Des effets pas aussi mirifiques que ceux annoncés
Interviewé en mars dernier par l'AFP, le docteur Pierre de Maricourt, chef de service de l'hôpital Sainte-Anne à Paris qui a participé à deux des essais cliniques de phase 3 financés par le laboratoire Janssen, estimait qu'il s'agissait d'une "évolution majeure dans le traitement de la dépression". "Notre programme de recherche très complet sur l'eskétamine sous forme de spray nasal démontre un profil risques-bénéfices positif pour des adultes souffrant d'une dépression résistant aux traitements" actuels, indiquait de son côté Husseini K. Manji, responsable des thérapies dans le domaine des neurosciences chez Janssen. Selon le laboratoire, la molécule permet de combattre les pensées suicidaires avec une rapidité d'action jamais vue : contrairement à la plupart des antidépresseurs commercialisés actuellement, qui peuvent mettre plusieurs semaines avant d'avoir un effet, il ne faudrait à l'eskétamine que quelques jours pour agir.
Mais, rapporte le Guardian, six personnes traitée avec le Spravato durant les essais cliniques sont décédées. Il s'agissait pour trois d'entre elles de suicide. Aucun mort n'a été déclaré dans le groupe des participants ayant bénéficié d'un placebo. De plus, selon des psychiatres et chercheurs cités par le média britannique, les preuves tirées des essais cliniques ne démontrent pas qu'il est efficace chez les personnes de plus de 65 ans, voire même chez les hommes. Or, la population des anciens combattants compte 90% d’hommes et 52% ont plus de 65 ans.

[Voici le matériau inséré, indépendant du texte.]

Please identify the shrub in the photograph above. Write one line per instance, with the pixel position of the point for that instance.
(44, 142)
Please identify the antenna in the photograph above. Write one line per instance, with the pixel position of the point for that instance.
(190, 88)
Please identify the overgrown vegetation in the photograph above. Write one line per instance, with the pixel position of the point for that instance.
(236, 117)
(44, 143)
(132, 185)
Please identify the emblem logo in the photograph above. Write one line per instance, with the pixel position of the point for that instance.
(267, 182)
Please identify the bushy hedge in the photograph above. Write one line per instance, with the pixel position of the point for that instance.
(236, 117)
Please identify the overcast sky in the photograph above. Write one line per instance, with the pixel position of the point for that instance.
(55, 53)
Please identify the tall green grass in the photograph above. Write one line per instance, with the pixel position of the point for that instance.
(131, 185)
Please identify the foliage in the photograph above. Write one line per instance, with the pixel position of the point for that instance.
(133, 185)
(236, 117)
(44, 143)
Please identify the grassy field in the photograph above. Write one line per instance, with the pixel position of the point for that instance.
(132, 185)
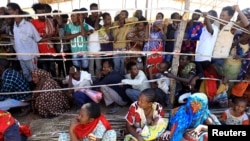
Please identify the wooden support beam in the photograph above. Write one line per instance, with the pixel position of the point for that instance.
(178, 44)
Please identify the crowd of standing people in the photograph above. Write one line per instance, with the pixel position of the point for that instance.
(30, 79)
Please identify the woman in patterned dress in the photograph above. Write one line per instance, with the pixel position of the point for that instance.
(48, 103)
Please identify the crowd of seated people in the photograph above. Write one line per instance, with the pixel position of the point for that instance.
(118, 80)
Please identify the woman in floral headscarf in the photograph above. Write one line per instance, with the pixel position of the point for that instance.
(49, 103)
(193, 115)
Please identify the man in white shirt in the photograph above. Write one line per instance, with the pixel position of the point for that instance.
(207, 41)
(137, 79)
(25, 38)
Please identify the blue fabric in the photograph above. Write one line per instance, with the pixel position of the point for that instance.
(13, 81)
(184, 118)
(195, 31)
(81, 98)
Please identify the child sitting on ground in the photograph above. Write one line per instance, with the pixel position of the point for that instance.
(236, 115)
(90, 125)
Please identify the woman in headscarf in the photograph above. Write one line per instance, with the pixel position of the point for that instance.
(89, 125)
(155, 35)
(145, 118)
(48, 103)
(191, 119)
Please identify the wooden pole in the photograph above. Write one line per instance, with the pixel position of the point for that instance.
(178, 44)
(146, 11)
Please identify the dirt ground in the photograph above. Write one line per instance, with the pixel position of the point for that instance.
(49, 129)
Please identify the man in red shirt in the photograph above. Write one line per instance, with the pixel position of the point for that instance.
(46, 29)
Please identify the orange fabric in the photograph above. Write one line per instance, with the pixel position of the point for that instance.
(82, 130)
(6, 120)
(42, 30)
(239, 89)
(210, 86)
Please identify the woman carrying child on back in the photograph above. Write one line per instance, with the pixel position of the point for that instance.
(236, 115)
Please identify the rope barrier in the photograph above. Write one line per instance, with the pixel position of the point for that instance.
(108, 53)
(107, 85)
(163, 8)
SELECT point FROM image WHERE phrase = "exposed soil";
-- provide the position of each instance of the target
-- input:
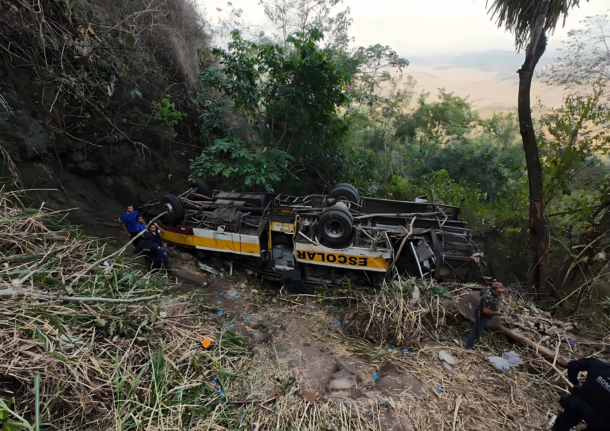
(299, 343)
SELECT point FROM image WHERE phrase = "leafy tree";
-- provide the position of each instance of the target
(530, 21)
(585, 57)
(301, 16)
(434, 124)
(502, 128)
(242, 164)
(576, 136)
(290, 98)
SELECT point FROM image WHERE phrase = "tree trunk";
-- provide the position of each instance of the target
(537, 223)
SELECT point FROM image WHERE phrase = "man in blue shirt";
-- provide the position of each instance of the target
(130, 221)
(590, 401)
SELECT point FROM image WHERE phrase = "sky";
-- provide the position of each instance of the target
(426, 28)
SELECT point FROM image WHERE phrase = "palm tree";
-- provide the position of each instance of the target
(530, 21)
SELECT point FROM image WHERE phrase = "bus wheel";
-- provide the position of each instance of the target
(335, 226)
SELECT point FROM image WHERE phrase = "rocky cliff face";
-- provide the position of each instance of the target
(81, 86)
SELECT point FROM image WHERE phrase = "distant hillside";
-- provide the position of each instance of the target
(489, 79)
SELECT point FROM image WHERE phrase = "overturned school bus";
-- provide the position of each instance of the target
(324, 239)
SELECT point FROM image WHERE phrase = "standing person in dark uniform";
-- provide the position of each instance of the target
(154, 234)
(154, 255)
(130, 222)
(589, 402)
(489, 307)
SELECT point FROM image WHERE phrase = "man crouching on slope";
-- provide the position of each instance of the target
(489, 307)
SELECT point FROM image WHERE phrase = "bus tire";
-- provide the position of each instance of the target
(335, 226)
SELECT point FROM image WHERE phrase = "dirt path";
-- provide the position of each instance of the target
(299, 351)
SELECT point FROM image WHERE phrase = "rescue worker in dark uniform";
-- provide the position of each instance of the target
(591, 401)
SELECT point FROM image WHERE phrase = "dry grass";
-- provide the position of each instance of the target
(123, 366)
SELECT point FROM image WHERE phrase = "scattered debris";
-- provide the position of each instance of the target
(341, 384)
(512, 358)
(448, 367)
(209, 269)
(499, 363)
(310, 396)
(444, 356)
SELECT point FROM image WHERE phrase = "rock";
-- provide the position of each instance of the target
(260, 335)
(388, 369)
(340, 384)
(281, 352)
(342, 364)
(310, 396)
(355, 393)
(342, 374)
(316, 367)
(185, 257)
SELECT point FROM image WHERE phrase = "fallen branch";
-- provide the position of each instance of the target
(116, 253)
(51, 297)
(539, 349)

Les effets secondaires de l'eskétamine, également utilisée comme une drogue euphorisante intensifiant les perceptions sensorielles, seraient enfin si importants qu'une administration de ce traitement ne peut se faire que sous surveillance médicale dans un cabinet correctement équipé pour répondre à de possibles hallucinations et problèmes respiratoires et cardiaques. Des somnolences et un sentiment de dissociation, de sortie de son propre corps, ont également été observés. Des complications qui obligent le patient à rester deux heures dans le cabinet du médecin, sous surveillance, et à ne pas prendre sa voiture pendant les vingt-quatre heures suivantes.
"Une arnaque" qui pourrait rapporter gros
Il y a un mois, le 17 mai, trois psychiatres ont publié une tribune sur Vice.com, affirmant que cet antidépresseur était "une arnaque", alors qu'une seule dose coûte 800 euros et que le médicament n'a pas montré plus d'effets qu'un placebo dans deux des trois études cliniques. Mais "le plus gros problème n'est pas le médicament en soi", ajoutaient-ils. "C’est le fait qu’au lieu de représenter une révolution dans le traitement de la santé mentale, comme cela avait été prétendu, l’eskétamine n’est pas du tout une avancée". Pour eux, il s'agit plutôt "d'un moyen pour le groupe pharmaceutique Johnson & Johnson de dégager des bénéfices importants sur les compagnies d’assurance crédules et les patients vulnérables." D'après le Guardian, le groupe pourrait en effet gagner plus de 500 millions d'euros grâce au Spravato d'ici 2022.
Le ministère américain des Anciens combattants doit se réunir cette semaine pour décider s'il investit effectivement dans ce médicament.